Take the classic sexual and role position identifiers of top, bottom, and versatile. In the kink world these might often be phrased as dominant, submissive, or switch. Those are but three specific choices along a static spectrum continuum. Add in the factor that where someone finds themselves on that spectrum might vary by mood, situation, person, kink, sex act, environment, age, physical ability, or other factors and it becomes obvious the combinations can produce an endless set of sexual and role position identifications.
My own sexuality history has run the gamut. Over time, not only have my role and position preferences varied considerably but so have the types of sex acts, kinks, and mindsets that accompany those role and position choices. Each year that passes reveals a broadening of my range of erotic interests and potential partners. Yet, at certain times, they’re quite specific and exact.
I theorize that people tend to grab onto identifications and activities that align with the culture and vernacular of the time. I used to say people often don’t know they’re into something until they learn it exists. Perhaps someone had early tendencies to like the concept of being tied up, but would they have envisioned they’re into something like the ornate rope bondage common today had they not seen it firsthand or secondhand through adult content or social media? It brings to mind the saying, “build it and they will come.” Much of sexual and kink culture has been built by a relative few and once seen by others a large audience is drawn to it.
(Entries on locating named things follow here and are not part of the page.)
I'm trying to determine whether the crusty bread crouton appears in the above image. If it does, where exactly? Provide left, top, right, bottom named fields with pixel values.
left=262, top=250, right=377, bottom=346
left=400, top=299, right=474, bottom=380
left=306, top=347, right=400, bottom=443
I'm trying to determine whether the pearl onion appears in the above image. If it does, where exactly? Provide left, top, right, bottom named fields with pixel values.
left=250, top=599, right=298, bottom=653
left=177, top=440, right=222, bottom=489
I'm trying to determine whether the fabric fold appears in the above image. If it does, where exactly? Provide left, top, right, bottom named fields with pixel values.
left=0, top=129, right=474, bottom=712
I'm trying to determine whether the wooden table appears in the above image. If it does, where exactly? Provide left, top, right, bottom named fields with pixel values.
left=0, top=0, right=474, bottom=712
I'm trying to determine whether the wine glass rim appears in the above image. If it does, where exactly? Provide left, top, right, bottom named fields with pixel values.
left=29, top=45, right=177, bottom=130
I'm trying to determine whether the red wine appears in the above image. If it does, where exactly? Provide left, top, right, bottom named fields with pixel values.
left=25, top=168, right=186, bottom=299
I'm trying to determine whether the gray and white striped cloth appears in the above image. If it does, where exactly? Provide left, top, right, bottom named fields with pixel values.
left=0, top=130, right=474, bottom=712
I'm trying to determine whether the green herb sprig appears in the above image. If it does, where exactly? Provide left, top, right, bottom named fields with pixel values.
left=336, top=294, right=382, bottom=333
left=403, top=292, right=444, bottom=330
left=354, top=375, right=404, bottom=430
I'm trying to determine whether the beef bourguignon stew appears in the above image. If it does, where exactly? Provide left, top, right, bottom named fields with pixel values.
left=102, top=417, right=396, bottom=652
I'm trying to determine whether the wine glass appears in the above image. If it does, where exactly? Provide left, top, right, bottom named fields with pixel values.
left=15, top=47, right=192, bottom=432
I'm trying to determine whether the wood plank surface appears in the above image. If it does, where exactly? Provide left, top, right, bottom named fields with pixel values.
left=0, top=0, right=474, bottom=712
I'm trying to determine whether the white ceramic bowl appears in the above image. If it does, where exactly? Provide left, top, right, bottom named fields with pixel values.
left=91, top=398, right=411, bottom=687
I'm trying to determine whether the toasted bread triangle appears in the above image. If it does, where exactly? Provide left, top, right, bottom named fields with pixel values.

That’s all a longwinded way of saying that we discount the complexity of sexuality at our peril. Oversimplification and narrow concepts and terminology are just the ideas and words we know and can act on up to the point we learn of something new. Then once we see new horizons, options open up for us and we might change how we see ourselves, what we like to do, and who we like to do it with.
Of course, per the nature versus nurture quandary, much of our sexuality and attractions are likely baked into us at a core level. Perhaps genetically. Perhaps solidified through early experiences. Why doesn’t really matter if we recognize we might all start from a baseline. But that baseline can be changed, adjusted, nudged, and added to over time as we explore and learn more about ourselves and the world of sexuality available to us.
Options are great. Complexity can be a good thing. In an article Ayodeji Awosika once wrote, “Reinventing yourself lets you become the real you by unlearning the blueprint that was forced on you to become the current you.”
The complexity of sexuality allows you the opportunity to constantly reinvent yourself to keep yourself interesting to yourself. At least that’s how it works for me, and my guess is it does for most people.